Guide to project milestone levelling

Guide to project milestone levelling

The last post provided a useful overview of how identifying the correct milestones and making sure that they are written using outcomes, allows for the story to be told to sponsors and senior management.  You can read the post, Using Outcomes to Tell the Story, by clicking the link.

The first step in the process explained why project milestone levelling is important.  In this post I want to expand on the levelling process and how the PMO can help ensure quality and consistency.

What is a Project Milestone?

I thought it worthwhile quickly covering this to ensure common understanding.

Wikipedia states “Milestones are tools used in project management to mark specific points along a project timeline”.  This is a good general definition.  A project will consist of a number of tasks and activities.  The milestone is a way to show when groups of these tasks and activities have been achieved.

This is helpful as a well-constructed plan will have a number of milestones across the entire project cycle.  This allows for a simplified view of the project to be reported (the milestone story) and progress to be monitored and reported.

What is Project Milestone Levelling?

Having clearly defined milestones is important to being able to track and report progress.  However, not all milestones are equal.  This is where the levelling plays an important role.

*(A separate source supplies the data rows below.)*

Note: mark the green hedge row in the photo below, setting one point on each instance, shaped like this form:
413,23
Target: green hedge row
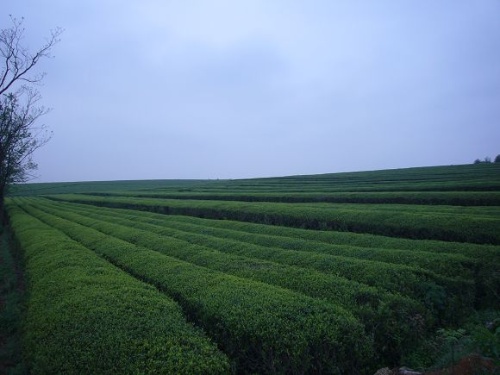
263,328
85,316
459,224
453,265
450,298
454,198
397,323
485,258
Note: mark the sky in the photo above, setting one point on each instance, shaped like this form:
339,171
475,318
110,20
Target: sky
199,89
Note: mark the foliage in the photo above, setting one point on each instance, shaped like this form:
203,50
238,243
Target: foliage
297,296
99,319
19,137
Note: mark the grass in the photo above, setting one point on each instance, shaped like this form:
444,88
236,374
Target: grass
11,309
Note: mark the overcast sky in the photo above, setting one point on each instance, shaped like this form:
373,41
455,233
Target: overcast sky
231,89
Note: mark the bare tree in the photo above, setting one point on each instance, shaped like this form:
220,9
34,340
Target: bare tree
19,110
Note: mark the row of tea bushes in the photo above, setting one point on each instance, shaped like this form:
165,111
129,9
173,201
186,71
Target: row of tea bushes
262,328
460,224
395,322
85,316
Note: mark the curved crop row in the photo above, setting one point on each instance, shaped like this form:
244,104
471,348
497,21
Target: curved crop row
479,262
262,328
86,316
442,294
396,323
454,198
396,221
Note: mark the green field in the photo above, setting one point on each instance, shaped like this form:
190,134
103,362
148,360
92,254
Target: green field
337,273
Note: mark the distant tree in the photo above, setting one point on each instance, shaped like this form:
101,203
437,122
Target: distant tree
19,110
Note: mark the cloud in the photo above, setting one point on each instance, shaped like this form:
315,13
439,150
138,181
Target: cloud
228,89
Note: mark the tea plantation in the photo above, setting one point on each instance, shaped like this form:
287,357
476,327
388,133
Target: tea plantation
333,274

Milestone levelling is the process of categorising the milestones into a hierarchy primarily to support reporting.  The level of the milestone will be based on importance i.e. what the milestone represents.

For example you could employ a simple process that uses 2 levels.

  • Level 1: Outcomes
  • Level 2: Key Deliverables

For each of the levels you would then provide clear guidance on how each level should be interpreted (see diagram Milestone Levelling below).

It is helpful to provide practical examples of real world milestones as this will help the project teams to relate to their own milestones.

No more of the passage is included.